I admit it, by midday my mood curdled milk in a three-mile radius from the epicentre that was me. The reason for my mood was that one of the lecturers decided that he was going to butt into my studies.
No, he has no charge over me beyond being part of the staff, and thus on tenure with the right to order the lay-abouts about. He’s not in charge of my studies, or any of the group projects I’m involved in, or in anything relating to me.
No, it does not mean anything and will not have any impact on me, and I could rant in private about it to my real overseers who lent a sympathetic and empathetic ear. The worst could be flushed out of my system, but it left me in that mood, and that mood carried with me until I left.

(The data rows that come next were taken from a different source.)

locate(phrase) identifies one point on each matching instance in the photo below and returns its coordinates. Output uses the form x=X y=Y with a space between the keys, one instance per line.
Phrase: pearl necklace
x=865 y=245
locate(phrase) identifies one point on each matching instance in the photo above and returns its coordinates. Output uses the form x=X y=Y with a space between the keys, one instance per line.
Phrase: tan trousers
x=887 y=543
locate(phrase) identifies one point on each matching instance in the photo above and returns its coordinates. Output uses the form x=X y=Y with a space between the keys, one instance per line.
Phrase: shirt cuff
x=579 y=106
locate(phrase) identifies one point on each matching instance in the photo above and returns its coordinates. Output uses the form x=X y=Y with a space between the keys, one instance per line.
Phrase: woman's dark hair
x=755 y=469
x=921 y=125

And it evaporated when I stepped over the threshold because who is there but Mark with that funny bunny apron he has bought, and he leads me into our little kitchen. He sits me down, and he’s made rice and Stroganoff, and he’s made the table, and there’s wine and how could I be in a bad mood after that?
I’ve said it before. He’s my mood control Mark 1. I who can be so explosively upset or happy or angry rarely am any of that these days, because still, as soon as I look at him, he just makes me happy. Am I being soppy, pathetic, and a hopeless romantic for still feeling that?

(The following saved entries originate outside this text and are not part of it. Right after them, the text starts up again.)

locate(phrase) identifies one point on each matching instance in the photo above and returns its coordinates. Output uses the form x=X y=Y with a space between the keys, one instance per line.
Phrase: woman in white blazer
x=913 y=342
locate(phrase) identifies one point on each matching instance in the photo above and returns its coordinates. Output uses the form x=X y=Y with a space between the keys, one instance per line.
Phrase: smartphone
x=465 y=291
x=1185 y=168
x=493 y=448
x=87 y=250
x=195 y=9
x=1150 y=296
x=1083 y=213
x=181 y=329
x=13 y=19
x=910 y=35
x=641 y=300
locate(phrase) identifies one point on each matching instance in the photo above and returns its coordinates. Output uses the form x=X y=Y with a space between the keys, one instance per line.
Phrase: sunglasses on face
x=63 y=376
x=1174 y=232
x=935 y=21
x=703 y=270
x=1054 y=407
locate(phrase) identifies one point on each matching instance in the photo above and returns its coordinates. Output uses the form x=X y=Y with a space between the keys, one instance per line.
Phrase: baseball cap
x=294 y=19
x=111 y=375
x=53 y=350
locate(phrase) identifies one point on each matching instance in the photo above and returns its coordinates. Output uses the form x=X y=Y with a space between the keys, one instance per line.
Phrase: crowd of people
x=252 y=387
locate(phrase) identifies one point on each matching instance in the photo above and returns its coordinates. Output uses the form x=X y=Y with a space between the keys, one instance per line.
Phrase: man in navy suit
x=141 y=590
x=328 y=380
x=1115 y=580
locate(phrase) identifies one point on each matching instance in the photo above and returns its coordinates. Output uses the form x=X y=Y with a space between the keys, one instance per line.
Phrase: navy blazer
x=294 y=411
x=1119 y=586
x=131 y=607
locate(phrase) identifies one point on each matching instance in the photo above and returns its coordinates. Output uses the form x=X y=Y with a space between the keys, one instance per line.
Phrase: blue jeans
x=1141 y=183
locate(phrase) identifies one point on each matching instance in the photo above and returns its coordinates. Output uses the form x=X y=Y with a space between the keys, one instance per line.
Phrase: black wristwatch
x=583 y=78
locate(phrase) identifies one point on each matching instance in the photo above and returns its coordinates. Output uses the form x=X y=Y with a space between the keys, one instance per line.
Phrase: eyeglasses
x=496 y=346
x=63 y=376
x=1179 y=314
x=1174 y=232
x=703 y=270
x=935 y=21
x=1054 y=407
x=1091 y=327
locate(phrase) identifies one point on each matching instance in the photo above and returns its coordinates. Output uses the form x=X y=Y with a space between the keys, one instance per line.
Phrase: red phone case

I feel like I don’t tell him I love him often enough. Things just get in the way. The minutiae of our daily lives, the humdrum routine, presses us to act so nonchalantly sometimes. But I do love him. I do, I do, I do.
Then he does something like today, and I’m reduced to this ball of putty, and I have to write twee posts on my blog about it, or I’ll blow up or crack or burst, and he’d have to clean up.
Let me state that it is annoying when WP lets me publish posts that I have forgot to give a title.